I suspect the need for the NYC ban is a symptom of deeper behavior/discipline problems, and my gut reaction is that if a "cell-phones must be off" policy isn't workable, a school should be looking at what culture changes need to happen to make it possible.
And I guess what troubles me about the NYC ban is that the decision is not left up to the individual school sites. If a school can come up with a workable policy short of a total ban, I'd say more power to them. It's not an issue that has to be decided at the central level.
Cell phones were a major issue at my school, but I'm sure they're not at others. And, you're right, they were an issue b/c there were deeper behavioral and cultural problems in the school.

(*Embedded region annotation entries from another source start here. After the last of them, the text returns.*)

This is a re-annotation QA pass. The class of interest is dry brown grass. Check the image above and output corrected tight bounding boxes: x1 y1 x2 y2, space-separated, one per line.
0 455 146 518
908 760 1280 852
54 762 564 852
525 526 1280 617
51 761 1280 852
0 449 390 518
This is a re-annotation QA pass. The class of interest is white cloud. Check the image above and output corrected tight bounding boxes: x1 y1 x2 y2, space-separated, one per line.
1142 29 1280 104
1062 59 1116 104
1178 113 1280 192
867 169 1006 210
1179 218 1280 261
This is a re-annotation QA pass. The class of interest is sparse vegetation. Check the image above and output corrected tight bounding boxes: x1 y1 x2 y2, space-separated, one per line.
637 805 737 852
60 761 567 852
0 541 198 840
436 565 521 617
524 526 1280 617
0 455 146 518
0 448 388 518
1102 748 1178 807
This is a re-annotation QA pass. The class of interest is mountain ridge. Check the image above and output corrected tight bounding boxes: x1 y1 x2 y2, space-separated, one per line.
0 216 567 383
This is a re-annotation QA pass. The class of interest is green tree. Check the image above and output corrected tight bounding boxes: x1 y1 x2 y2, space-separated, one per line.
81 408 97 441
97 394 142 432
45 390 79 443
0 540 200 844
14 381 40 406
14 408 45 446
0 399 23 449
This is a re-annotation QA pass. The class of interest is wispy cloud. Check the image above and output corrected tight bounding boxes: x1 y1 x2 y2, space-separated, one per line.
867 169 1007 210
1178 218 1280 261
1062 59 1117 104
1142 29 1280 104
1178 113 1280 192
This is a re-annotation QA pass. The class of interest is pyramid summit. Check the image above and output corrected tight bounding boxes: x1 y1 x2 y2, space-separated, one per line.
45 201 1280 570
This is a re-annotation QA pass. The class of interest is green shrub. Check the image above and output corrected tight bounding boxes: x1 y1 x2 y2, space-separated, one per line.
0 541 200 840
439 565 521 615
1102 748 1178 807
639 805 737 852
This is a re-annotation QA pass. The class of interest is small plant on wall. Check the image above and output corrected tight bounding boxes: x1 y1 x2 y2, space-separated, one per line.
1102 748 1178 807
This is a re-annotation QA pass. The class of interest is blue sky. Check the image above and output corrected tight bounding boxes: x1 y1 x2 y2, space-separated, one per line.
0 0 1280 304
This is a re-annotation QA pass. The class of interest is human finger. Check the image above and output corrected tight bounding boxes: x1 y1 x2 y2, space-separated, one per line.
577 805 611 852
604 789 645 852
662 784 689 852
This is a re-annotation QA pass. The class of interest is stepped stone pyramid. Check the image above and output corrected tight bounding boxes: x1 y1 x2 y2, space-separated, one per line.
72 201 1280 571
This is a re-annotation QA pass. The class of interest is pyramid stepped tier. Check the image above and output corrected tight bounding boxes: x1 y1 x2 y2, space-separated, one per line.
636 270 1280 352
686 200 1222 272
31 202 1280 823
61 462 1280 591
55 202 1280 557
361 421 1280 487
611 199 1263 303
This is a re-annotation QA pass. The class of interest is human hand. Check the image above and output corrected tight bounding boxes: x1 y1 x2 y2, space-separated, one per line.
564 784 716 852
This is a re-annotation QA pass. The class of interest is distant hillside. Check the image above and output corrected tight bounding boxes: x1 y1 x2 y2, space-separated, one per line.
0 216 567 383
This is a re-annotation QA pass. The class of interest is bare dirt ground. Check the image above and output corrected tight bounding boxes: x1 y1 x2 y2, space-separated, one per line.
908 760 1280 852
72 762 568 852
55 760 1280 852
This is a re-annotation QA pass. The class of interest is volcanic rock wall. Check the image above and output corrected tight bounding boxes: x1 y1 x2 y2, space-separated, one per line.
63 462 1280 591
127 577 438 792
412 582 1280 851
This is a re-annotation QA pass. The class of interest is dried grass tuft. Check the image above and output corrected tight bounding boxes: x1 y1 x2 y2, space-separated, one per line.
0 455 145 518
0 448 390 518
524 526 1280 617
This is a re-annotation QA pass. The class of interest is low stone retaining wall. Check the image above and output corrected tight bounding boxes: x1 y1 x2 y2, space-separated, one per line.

I'd agree that schools should be allowed to implement other policies they think are workable, but I wonder how many principals prefer the central policy. In other words, if the principal doesn't feel there's a workable solution, then when parents complain about the policy they can say "sorry, it's out of my hands" rather than having to explain why they're not allowing kids to bring cell phones into the school.
That's not to say that individual teachers and schools aren't circumventing the ban. I routinely locked phones in my closet if students asked me to (rather than confiscating the phone and scolding the student).
My school's policy is that you can bring cell phones and other electronics to school but once the school day starts, they can't be used.
If you see something being used, you can take it or tell the student to put it away--and some times a teacher will just look the other way.
It seems to work pretty well.
I don't doubt that that policy works in a lot of schools, but it absolutely did not in mine (and I've seen it not work in other schools as well).